Never Alone: Winter’s Tale

Modern geeks love to toss around the word “myth” for any story that involves more than two people that takes more than a minute to explain. You hear it most often and most embarrassingly in reference to comics, which definitely are rooted in myth, but you can take a cursory glance at DC’s New 52 and realize we’re not even in mythology’s zip code anymore.
Thing is, we have had the tools to truly propagate myth for some time now, and while sheer flights of fantasy enlighten, they aren’t the same. They aren’t the collective knowledge and experience of a people if what your story is and how you tell it is being decided by a small committee.
Never Alone is now a beautiful reminder of the difference. More than just another charming indie platformer, it IS, in fact, a collective effort by the Iñupiat people to bring their oral tradition into a new medium, where no such story has ever been told. The soul of a people, their morals, their values reinforced, retold, and strengthened by the telling itself, now given power and life by its very interactivity. It is, as the best myths are, a means of using fantasy to explore reality. And it is BEAUTIFUL.

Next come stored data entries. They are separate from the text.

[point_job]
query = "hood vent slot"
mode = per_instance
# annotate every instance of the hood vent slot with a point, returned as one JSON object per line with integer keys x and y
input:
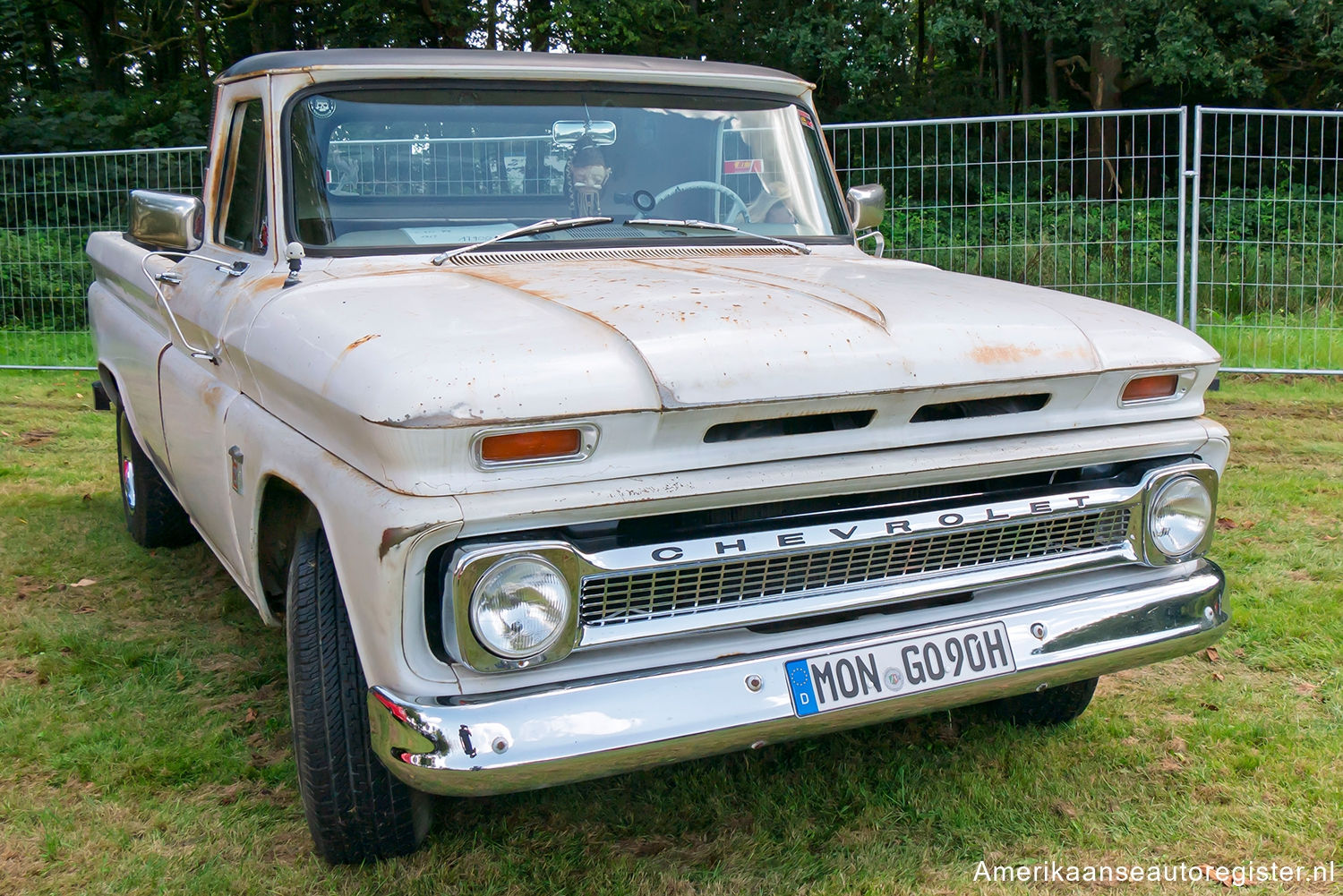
{"x": 789, "y": 426}
{"x": 980, "y": 407}
{"x": 631, "y": 252}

Narrated by an actual Iñupiat elder, Never Alone is the story of Nuna, a young Iñupiat girl whose tiny village is on the brink of starvation thanks to a terrible blizzard. With nothing more than her warm clothes, and the unerring friendship of an arctic fox, she takes a journey to find the source of the blizzard.
It’s a deceptively simple story, and yet the stakes are high and tangible every step of the way. At the beginning, it takes all tiny Nuna has to even stay standing in the face of a cruel, unforgiving wind. When it’s not the wind, it’s nature itself: A polar bear, likely trying its best to survive the storm as well, chases her for what seems like ages. The ice under her feet can break at any given moment. The terrain itself is treacherous, uneven, seemingly working with the wind to daunt any who traverse. And when it’s not them, it’s a hideous abomination of an antagonist called the Manslayer, who has been leaving villages in ruins searching for treasures.
In Nuna’s corner, however, are the elders, the spirits of the frozen land, the animals, the northern lights, the things of legend that should be heeded if she is to survive the journey. Her fox companion can speak to the spirits, exaggerated caricatures of their nature that fade into existence to bring Nuna to where she must travel.
Stripped down to its barest elements, Never Alone is another in a line of platformers falling in lockstep with Limbo, of a small child running, jumping, climbing and solving puzzles in an overwhelming, immense world. But there’s a beauty here that Limbo, by its very nature, could never touch. If there’s a leitmotif to the whole game, it’s seeing the hidden grace in everything. There’s a tangibility and believability to this world even when at its most magical. We see the Iñupiat world through gentle, ethereal light, casting the pale, violet sun as otherworldly and familiar all at once. The trees are old, ancient, but creak and move and writhe in a way that commands fascination rather than fear. Even the polar bear that menaces Nuna throughout gives an impression of a creature that simply needs his next meal, afraid for his life. It’s a view of the harshest place on Earth from the eyes of those who live in respectful awe of it.